First is to set the HttpOnly flag at the server. If you do a search on this flag, there’s a pretty good chance you’re going to end up at this StackOverflow discussion which has some dated information so beware. The purpose of HttpOnly is to prevent client-side scripts from manipulating cookies. Cookies set by the server are still returned by Ajax calls from the client, so you can use HttpOnly cookies for authenticated Ajax APIs for server-side sessions. If you intend for the client to access the cookie then you don’t want to set HttpOnly.
The other protection is to use SSL for authenticated sessions, and not just during login. This prevents sniffing the cookie in transit. There’s an obvious cost impact for having everything under SSL; if you’re using a CDN in front of your application this cost can be quite high.

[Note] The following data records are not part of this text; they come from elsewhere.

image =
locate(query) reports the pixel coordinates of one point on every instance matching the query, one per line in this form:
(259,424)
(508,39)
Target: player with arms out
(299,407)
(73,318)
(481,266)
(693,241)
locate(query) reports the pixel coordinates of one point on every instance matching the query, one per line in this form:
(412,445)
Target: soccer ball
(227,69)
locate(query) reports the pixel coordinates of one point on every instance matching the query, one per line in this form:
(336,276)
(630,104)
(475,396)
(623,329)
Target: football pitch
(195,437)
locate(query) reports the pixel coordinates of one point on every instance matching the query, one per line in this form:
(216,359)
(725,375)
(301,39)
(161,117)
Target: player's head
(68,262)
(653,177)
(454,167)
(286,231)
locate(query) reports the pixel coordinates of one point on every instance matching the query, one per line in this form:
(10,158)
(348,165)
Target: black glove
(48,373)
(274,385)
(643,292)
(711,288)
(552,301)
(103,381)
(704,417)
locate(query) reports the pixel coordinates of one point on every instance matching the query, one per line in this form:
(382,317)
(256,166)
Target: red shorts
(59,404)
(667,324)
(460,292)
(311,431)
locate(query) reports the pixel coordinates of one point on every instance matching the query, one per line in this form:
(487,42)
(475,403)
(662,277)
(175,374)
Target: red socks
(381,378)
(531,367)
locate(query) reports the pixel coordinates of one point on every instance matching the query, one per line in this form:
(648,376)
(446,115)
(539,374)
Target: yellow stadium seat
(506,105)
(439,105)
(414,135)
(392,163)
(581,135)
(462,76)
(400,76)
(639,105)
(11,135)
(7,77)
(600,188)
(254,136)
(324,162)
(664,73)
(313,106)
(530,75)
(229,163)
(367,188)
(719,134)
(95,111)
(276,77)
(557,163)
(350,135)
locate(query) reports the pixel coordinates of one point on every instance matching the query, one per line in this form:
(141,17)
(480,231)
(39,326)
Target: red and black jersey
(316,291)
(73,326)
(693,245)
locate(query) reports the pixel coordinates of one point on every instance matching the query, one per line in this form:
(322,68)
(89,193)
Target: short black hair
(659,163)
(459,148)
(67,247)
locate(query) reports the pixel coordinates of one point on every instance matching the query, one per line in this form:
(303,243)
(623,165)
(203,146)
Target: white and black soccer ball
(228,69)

There isn’t really a don’t-make-me-think-version of this post. You should almost certainly be using the HttpOnly flag and putting your whole site under SSL for authenticated users. If you have any question as to whether you will be putting sensitive data in the session or how to encrypt that data safely, you should be using a server-backed session. Redis is a great backing store for server-backed sessions. Client-side sessions have their place, but there are plenty of fairly bad client-side session implementations out there so do your research.